Re: [AMBER-Developers] New features in pmemd from Josh Berryman on 2014-02-14 (Amber Developers Archive Feb 2014)

From: Josh Berryman <the.real.josh.berryman.gmail.com>
Date: Fri, 14 Feb 2014 10:38:13 +0100

>>The point here is not so much the emil case but the fact that the ti if
>>statement is there in the first place. Adding a third expression just
>>makes it worse.

I don't want to get drawn into this.... but I am surprised that its an
issue, as I have my first look around the pmemd code for a few years
it appears to me that the policy for ti code has been to wrap it
inside high-level conditionals, eg pairs_calc_ti3 is not called if
there is no TI switched on. If that isn't the case, then yes it
should be. As long as TI is still only for the brave (at lets admit
it, it still isn't a mainstream activity) then isn't our main concern
just to insulate it from normal pmemd runs?
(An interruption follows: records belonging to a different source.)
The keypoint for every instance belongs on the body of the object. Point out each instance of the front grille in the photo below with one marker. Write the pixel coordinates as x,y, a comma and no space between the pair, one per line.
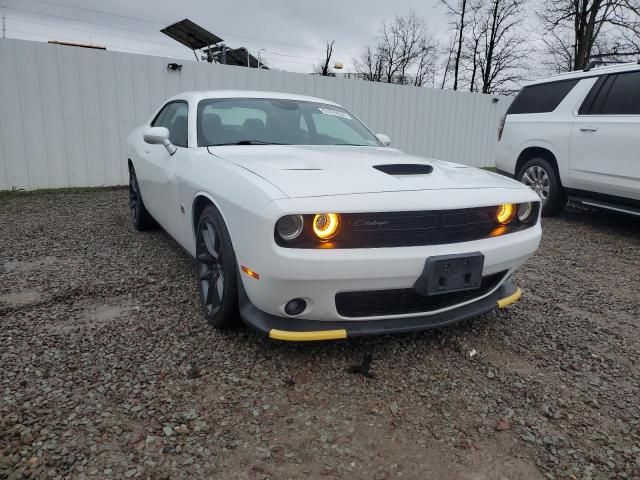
410,228
404,301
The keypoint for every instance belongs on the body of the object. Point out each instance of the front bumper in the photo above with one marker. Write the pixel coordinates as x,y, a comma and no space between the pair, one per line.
317,276
297,329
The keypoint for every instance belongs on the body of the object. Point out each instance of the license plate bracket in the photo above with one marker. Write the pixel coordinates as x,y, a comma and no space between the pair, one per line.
450,273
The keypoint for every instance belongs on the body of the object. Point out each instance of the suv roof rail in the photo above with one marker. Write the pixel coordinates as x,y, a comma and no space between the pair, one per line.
597,63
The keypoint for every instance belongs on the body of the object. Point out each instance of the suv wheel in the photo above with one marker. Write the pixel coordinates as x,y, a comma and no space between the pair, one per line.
539,175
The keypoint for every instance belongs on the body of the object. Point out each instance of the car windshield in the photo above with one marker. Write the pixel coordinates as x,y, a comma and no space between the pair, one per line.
269,121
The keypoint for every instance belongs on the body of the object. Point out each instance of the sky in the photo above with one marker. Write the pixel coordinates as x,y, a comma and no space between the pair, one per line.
289,34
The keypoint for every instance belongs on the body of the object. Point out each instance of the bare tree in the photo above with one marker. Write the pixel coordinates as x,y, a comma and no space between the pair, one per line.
577,31
369,65
447,66
324,68
502,54
405,53
457,11
471,54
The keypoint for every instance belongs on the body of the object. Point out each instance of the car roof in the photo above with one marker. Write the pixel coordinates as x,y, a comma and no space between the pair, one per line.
595,71
197,95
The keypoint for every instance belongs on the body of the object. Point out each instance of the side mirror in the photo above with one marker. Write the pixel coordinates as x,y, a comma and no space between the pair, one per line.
159,136
384,139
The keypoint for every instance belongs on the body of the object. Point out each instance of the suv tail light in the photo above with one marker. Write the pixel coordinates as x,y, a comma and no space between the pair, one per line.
501,126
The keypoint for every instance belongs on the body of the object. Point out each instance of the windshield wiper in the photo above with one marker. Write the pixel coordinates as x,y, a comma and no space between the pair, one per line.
248,142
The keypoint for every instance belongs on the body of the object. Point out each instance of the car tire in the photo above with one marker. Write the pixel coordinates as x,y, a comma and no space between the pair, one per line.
216,271
140,217
539,175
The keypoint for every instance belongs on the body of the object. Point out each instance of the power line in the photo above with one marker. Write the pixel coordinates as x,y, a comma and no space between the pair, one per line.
28,22
125,49
155,22
98,11
83,21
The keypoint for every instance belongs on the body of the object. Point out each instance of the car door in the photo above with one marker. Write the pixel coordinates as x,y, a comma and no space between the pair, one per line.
605,138
158,179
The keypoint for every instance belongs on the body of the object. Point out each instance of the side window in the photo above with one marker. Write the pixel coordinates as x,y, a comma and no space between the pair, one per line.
595,97
541,98
624,96
174,116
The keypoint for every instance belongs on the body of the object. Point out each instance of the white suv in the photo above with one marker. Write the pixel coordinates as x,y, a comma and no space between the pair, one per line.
577,136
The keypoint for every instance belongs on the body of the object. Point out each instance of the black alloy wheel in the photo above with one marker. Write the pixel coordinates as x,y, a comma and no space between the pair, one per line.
140,217
216,271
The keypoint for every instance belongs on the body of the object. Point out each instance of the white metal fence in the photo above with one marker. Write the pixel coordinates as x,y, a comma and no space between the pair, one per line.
65,112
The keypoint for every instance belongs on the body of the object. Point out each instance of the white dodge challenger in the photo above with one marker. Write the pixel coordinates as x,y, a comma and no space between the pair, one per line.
307,226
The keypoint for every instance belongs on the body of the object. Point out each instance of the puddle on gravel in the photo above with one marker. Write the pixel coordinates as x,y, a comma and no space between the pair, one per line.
24,266
91,314
16,299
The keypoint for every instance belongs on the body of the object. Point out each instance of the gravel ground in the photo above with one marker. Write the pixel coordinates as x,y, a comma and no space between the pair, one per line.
108,369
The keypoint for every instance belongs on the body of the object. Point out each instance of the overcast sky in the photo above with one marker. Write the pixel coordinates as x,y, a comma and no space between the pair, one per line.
291,32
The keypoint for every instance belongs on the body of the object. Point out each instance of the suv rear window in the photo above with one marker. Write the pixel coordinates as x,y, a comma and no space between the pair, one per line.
541,98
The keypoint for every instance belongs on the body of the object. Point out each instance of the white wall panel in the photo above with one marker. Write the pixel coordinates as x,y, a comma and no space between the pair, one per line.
65,112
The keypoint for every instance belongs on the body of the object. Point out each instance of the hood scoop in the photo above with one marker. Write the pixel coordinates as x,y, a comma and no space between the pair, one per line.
399,169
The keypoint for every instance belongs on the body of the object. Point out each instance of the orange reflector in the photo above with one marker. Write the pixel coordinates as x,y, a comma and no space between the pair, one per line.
250,272
506,212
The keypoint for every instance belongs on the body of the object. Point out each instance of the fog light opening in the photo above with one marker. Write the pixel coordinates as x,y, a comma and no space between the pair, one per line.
295,307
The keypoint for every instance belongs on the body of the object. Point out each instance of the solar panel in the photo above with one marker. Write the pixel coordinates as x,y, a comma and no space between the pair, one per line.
240,57
191,35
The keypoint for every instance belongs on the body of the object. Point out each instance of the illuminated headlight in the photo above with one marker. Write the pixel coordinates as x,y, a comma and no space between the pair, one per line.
326,225
524,211
290,227
506,213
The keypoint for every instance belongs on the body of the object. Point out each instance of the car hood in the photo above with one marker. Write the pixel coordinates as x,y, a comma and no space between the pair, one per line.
312,171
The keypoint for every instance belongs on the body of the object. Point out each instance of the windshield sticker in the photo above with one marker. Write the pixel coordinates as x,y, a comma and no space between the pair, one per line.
335,113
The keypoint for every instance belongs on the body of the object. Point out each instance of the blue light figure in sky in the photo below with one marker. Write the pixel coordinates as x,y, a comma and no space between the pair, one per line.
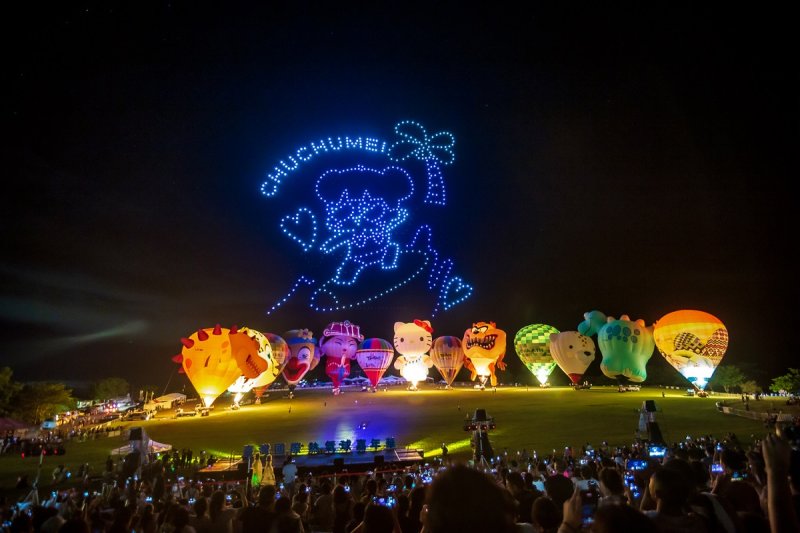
370,239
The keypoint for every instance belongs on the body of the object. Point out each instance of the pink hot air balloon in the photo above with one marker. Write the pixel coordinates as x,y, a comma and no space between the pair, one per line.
448,357
374,356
To optimise the code structure of the ti code blocks, then I agree
that a fixed-size array of flags is wrong when most of them will be 0
anyway, although it is very fortranny. For normal softcoring, a good
approach might be to have three lists of (appearing/disappearing/do
nothing) atoms, or possibly just repack the order of atom ids and save
the positions of the boundaries; and then build two separate sets of
neighbour lists for interactions which are softcored or not. This
would fit nicely with emil_sc as it would just be the case that the
list of non-sc interactions would be empty.

>>You guys realize that there is no short circuit evaluation in Fortran
>>right?

Actually I had no idea.... long-time c programmer here. Thanks for the tip.

So, if we switch:

if (ti_sc_lst(real_i)+ti_sc_lst(real_j) .eq. 2)
       do stuff
end if

for:

if( ti_sc_lst(real_i) .eq. 0 ) then
  if ( ti_sc_lst(real_j) .ne. 0 ) then
      do stuff
  end if
else if( ti_sc_lst(real_j) .ne. 2 ) then
  do the same stuff
endif

For (one) we have an add, and then a compare-and-branch on the result.

For (two) we have a compare-and-branch, then another
compare-and-branch. Is this really better? To me, there is a bit
more of a code-load and the same number of atomic operations.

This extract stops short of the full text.